Deux jours plus tard, Mathilde entrait de nouveau dans sa chambre. Elle jeta un regard à une chaise pour y voir Mary, assise dessus, le regard tourné vers la fenêtre. La bergère avait un plaid qui la recouvrait, masquant son corps mutilé. Mathilde s’avança vers elle pour déposer un baisé sur l’arrière de sa tête. Elle se tourna vers la commode pour y prendre une brosse et coiffer son amie. Brossant la chevelure châtaine de sa compagne en jetant de temps à autre un regard à l’extérieur tout en lui parlant d’une voix douce et rassurante. Soudain, quelque chose gratta à la porte. La colère et un mélange de peur s’immisça dans le cœur de Mathilde qui en fit tomber l’époussette. D’une démarche tremblante, la petite fille de huit ans se dirigea vers la porte.

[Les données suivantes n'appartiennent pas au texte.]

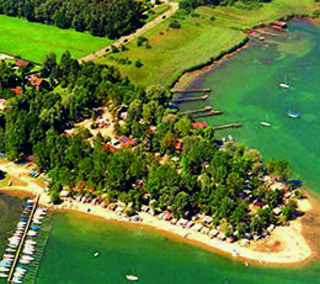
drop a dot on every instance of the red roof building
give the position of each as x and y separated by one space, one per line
20 63
16 91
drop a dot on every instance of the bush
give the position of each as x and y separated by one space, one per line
138 63
174 25
141 40
114 49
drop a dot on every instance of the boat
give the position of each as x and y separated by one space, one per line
293 114
24 261
132 278
10 250
27 257
3 275
284 86
265 124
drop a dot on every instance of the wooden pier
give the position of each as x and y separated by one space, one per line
230 125
14 264
206 108
189 99
210 113
206 90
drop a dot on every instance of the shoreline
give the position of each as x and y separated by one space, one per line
294 247
190 75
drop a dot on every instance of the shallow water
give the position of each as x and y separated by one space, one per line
154 257
246 88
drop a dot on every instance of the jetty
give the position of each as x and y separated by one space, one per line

Elle l’ouvrit pour tomber nez à nez avec l’immonde créature qui avait fait tant de mal à son amie. La bête se leva pour se retrouver sur ses pattes arrière et poussa des aboiements. Mais Mathilde chassa le caniche d’un geste de la main, lui interdisant à vie l’accès à sa chambre. Comment pourrait-elle pardonner ce clébard après l’acte horrible qu’il avait commis ? La gamine claqua la porte en fulminant pour retourner vers sa poupée préférée, son sourire de nouveau accroché à son visage juvénile.